Bobbio e a utopia do “homem sereno”

Originalmente publicado no Centenário Jornal “Diário do Rio Claro” no ano de 2004, pelo professor e jurista João Baptista Pimentel Junior, em sua coluna semanal “Imagens do Cotidiano” o ensaio “A Visão de Norberto Bobbio” analisa a apologia ao “homem sereno” feita pelo consagrado filósofo, jurista e político italiano em uma de suas últimas obras, a coletânea de ensaios “Elogio da Serenidade” publicada em 1994.

O homem sereno se recusa, em qualquer situação, a praticar a violência.

“A Visão de Norberto Bobbio”

Por João Baptista Pimentel Junior, via “Diário do Rio Claro”

No mês de janeiro deste ano (2004) faleceu um dos mais notáveis sábios contemporâneos. Filósofo, jurista e político, Norberto Bobbio é considerado “a consciência democrática da política italiana”. Uma de suas últimas obras, “Elogia da Serenidade”, coletânea de ensaios publicada na Itália, em 1994, faz apologia ao homem sereno, embora, segundo o sábio confessa, ele mesmo não o é, pois tem acessos de ira.

Bobbio escreve que ama as pessoas serenas, porque estas tornam o mundo mais habitável. “O sereno não pede, não pretende qualquer reciprocidade: a serenidade é uma disposição em relação aos outros que não precisa ser correspondida para se revelar em toda sua dimensão”.

“A tolerância, por exemplo, exige reciprocidade. Para seu exercício é preciso, no mínimo, que haja uma pessoa diante de outra, e pressupõe uma espécie de acordo. A serenidade não. O homem sereno caracteriza-se, principalmente, por aceitar o semelhante como ele é, sem coagi-lo, nem a ele submeter-se”.

A serenidade, na visão do filósofo italiano, é uma virtude “não política”, pois os homens serenos não tem como participar, como os políticos, na luta pelo poder, na qual, exigem-se intrigas, tramas e insídias.

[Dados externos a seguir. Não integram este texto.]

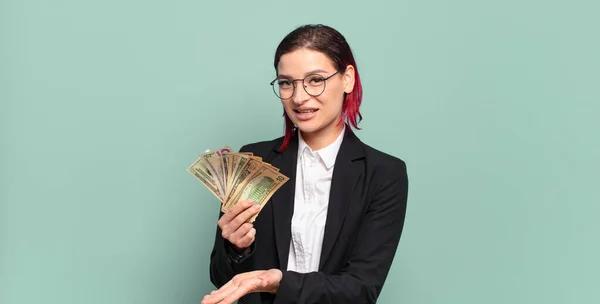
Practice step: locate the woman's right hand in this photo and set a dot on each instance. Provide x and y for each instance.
(234, 226)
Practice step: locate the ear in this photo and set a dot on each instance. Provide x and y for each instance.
(348, 77)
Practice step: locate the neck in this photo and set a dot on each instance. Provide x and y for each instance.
(322, 138)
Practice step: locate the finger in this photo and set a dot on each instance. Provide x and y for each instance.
(216, 296)
(248, 285)
(247, 214)
(240, 233)
(248, 238)
(232, 213)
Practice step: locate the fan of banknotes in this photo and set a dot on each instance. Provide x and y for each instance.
(235, 176)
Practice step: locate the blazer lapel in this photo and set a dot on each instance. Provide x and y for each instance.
(346, 173)
(282, 200)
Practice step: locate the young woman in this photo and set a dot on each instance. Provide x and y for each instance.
(330, 233)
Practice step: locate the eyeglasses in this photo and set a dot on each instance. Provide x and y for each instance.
(313, 84)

Ocorre que o homem sereno se recusa, em qualquer situação, a praticar a violência. E, destarte, a serenidade é uma virtude “não política”, pois o homem sereno atua, em um plano “além da política”.

Assim, ouso dizer que o pensamento de Bobbio guarda certa semelhança com a doutrina cristã, na qual a maior das virtudes é o perdão. Portanto, a serenidade preconizada por Bobbio, assemelha-se ao equilíbrio emocional descrito nos Evangelhos, que se constitui na passividade diante de um ato ofensivo, como “dar a outra face ao ser esbofeteado por um desafeto”.

Penso que porém, é difícil, senão impossível, manter-se sereno diante de agressões. Aliás, o próprio Cristo, por vezes, perdeu a serenidade, como nos episódios da expulsão dos vendilhões do templo e quando se dirigiu aos escribas e fariseus chamando-os de hipócritas.

O homem sereno, na verdade, é uma utopia. Porque sempre o comportamento humano é ditado pelo consciente. A Consciência no sentido psicológico. E o homem não conhece a si próprio. E por mais que a ciência avance muitos atos praticados pelos seres humanos talvez só possam ser explicados pela psicanálise.

Já se sabe que desde a vida intra uterina, os homens trazem consigo uma herança bio-psíquica e começa a sofrer influências mesológicas, boas e más. Por este motivo não podemos acreditar na existência de “homens serenos”. Estes só existem nas utopias filosóficas.

 

  • João Baptista Pimentel Junior é advogado.